As a student, the eating properly think is always a problem.  Hopefully that’ll get better as I get a bit more free time.  More importantly on the health front, I think I need to see a Doctor.

I should explain more thoroughly…  A few months ago, I had a chat with a GP about my mental health.  To cut a long story short, I’ve been self-harming for quite a long time, now.  In fact, I can’t really remember when I started, it was so long ago.  At first I just saw it as a bad habit, but looking back, at my behaviour, my feelings, everything, I got a bit concerned.

Now don’t misunderstand.  I have never done myself lasting damage.  Never anything that risked my life, and I’ve never considered suicide.  I have no visible scars (at least, none that were deliberately self-inflicted), and nothing that you’d see in everyday life.

I had a feeling that something wasn’t right, and when I went to the Doctor, she agreed that something was wrong, possibly depression, or it could be anxiety.  She gave me a questionnaire to fill out, and told me to see her in a week.

I missed the appointment.  Not intentionally. I honestly thought she had said two weeks, not one.  More importantly, though, I didn’t set a new date for the appointment.  I could have done.  I have thought about doing it, more than once, and have seen a GP about other things since.  It’s just never happened.  If I’m honest, it’s probably because I’ve never worked up the courage to do it again.  It was hard enough having the conversation the first time around, why would I want to do all that again…

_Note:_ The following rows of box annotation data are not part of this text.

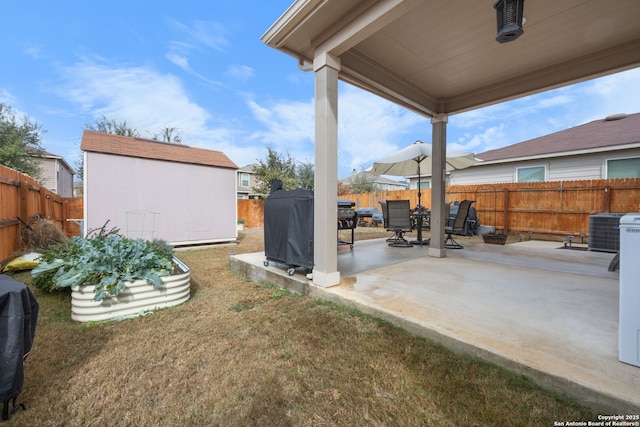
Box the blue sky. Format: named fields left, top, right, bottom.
left=0, top=0, right=640, bottom=178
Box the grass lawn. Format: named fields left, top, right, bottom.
left=7, top=228, right=597, bottom=427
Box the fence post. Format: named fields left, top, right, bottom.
left=36, top=187, right=49, bottom=219
left=18, top=181, right=29, bottom=224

Except I need to, because the harm hasn’t stopped, and I’ve not miraculously started feeling better.  I would be lying to myself if I said I was.  I have trouble sleeping, I am still harming myself (even as I write this post, and that scares me because I know what I’m doing, but still do it), I always feel run down, and am always feeling generally ‘low’.

So my New Years Resolution is simple.  Look after myself better.  And I can achieve it.  I have to believe I can achieve it.  Because if I don’t, I’ve already lost the battle.